DD: The 6 Step Program

     Dance has always been a huge part of my life. Training to become a professional dancer was like training for the Olympics, all the time. There really wasn't much time for anything else. I've never had a "normal" job. The closest thing to a job I ever had was babysitting for our neighbors. Which I did a total of two whole times. Usually after school I'd run straight to ballet class and wouldn't finish until late at night. By that time I'd be too tired and hungry to do anything besides eat and sleep. Sometimes I feel like I missed out on a few iconic childhood moments, but looking back at what experiences dance gave me instead, I don't regret it at all. 
     When you start something so unique at such a young age and continue to purse it as an adult you sometimes loose track of what's "normal" and what's really not. The life of a ballet dancer is a very short lived career. Regardless of injuries or not, it doesn't last forever and a lot of dancers struggle with what to do after dance. Life after dance seems so far away, until you blink and you're suddenly 15 years older trying to find a new career that's equally as fulfilling. It's hard because after so many years of doing something so special and so specific, you have no idea what it's like to work in a more "conventional" work environment. That's why I think there should be a "12 6 Step De-Dance Program" or "DD". Six essential steps that help dancers integrate into the normal world.
     Step 1. Admit that you were a dancer. If you can't work the cash register at your new job that's ok! You've been busy twirling around on your toes or lifting girls in the air.

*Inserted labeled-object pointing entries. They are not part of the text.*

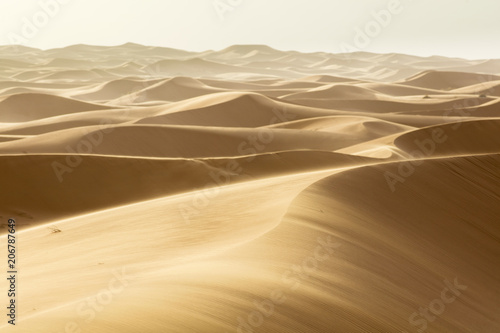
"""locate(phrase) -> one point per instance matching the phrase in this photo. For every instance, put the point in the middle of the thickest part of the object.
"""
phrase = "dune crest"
(250, 189)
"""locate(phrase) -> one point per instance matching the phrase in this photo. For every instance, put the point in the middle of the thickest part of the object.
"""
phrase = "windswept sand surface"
(250, 190)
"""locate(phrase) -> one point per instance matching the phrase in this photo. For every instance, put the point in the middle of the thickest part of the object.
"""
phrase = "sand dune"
(250, 190)
(26, 107)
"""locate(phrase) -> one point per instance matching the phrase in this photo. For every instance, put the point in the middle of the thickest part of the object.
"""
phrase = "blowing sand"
(250, 190)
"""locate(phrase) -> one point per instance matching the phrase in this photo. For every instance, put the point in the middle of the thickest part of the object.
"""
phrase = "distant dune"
(250, 190)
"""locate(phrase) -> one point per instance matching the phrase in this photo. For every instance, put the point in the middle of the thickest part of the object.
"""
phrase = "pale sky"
(461, 28)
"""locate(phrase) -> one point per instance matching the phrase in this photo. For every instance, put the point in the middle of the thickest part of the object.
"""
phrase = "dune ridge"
(250, 189)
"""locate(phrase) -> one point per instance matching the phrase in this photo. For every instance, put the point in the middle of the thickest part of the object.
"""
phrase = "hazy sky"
(463, 28)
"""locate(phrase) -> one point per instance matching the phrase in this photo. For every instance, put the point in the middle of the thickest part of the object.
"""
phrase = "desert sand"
(250, 190)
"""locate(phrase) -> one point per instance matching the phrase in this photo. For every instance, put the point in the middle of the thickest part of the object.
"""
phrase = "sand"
(250, 190)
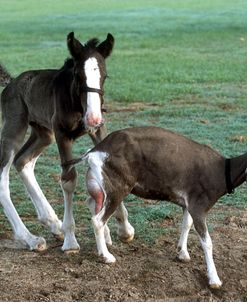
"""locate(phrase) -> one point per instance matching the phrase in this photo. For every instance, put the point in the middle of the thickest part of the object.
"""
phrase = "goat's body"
(154, 163)
(162, 165)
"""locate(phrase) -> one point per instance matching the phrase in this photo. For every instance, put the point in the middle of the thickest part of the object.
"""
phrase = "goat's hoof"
(127, 239)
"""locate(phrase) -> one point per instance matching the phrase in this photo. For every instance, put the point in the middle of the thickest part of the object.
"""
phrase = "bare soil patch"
(142, 272)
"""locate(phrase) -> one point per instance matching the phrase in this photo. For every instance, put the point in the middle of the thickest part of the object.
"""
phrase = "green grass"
(176, 64)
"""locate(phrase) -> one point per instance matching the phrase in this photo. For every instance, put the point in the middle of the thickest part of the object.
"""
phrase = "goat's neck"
(238, 170)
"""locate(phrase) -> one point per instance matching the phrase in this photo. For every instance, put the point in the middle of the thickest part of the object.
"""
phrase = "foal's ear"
(105, 48)
(74, 46)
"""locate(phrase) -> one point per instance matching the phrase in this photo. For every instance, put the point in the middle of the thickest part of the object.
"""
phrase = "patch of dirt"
(141, 273)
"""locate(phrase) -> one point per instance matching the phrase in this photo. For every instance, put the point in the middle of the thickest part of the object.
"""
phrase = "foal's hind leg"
(24, 162)
(11, 139)
(125, 230)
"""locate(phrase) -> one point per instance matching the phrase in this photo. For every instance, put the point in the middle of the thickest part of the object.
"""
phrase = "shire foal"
(65, 104)
(155, 163)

You probably don't know how to count past 8. Just admit that you haven't been to school in 100 years and therefore forgot all possible mathematical skills. No one will judge you. To your face. 
     Step 2. Recognize that you aren't alone. There are plenty of other dancers out there just like you struggling to make it in the "real world", expecting a round of applause every time they turn in an assignment on time*.
     Step 3. Examining past errors with the help of a sponsor. Oh shit, sorry. That's from another program...The next step is accepting the fact that you are not allowed to be naked in front of your work colleagues anymore. I know it took a while for you to get comfy enough in your skin to strip down in front of everyone for that quick costume change in the first place. Especially when you came to the company as a modest little apprentice. But now it's time to retire your inner nudist and accept the life of a fully clothed "normal" human being.
     Step 4. It's not going to be ok to crack your hip while you're talking to someone (see previous blog post titled "Snap, Crackle, Pop!"). Yea, none of that anymore. That's considered weird and creepy and people might mistake the cracking noise for a fart and then you'd just be known as the office farter and no one would want to talk to you anymore.
     Step 5. Accept the fact that you're going to have to learn a new set of skills. Dropping into the splits is only appropriate before ballet class or as a cool party trick, not at job interviews. Vagina lifts are now a sexual harassment lawsuit waiting to happen. The sooner you accept this the better off you'll be.
     Step 6. The final step. Always try to concentrate on the positives in life. You don't have to shave your armpits as often! None of your work mates will (hopefully!) be touching them, so there's no need to worry about your partner talking about how hairy and sweaty your armpits are behind your back. Isn't that a relief? Just make sure to wear long sleeved shirts at all times and I'm telling you, you'll have a mighty fine life after your ballet career. You're welcome.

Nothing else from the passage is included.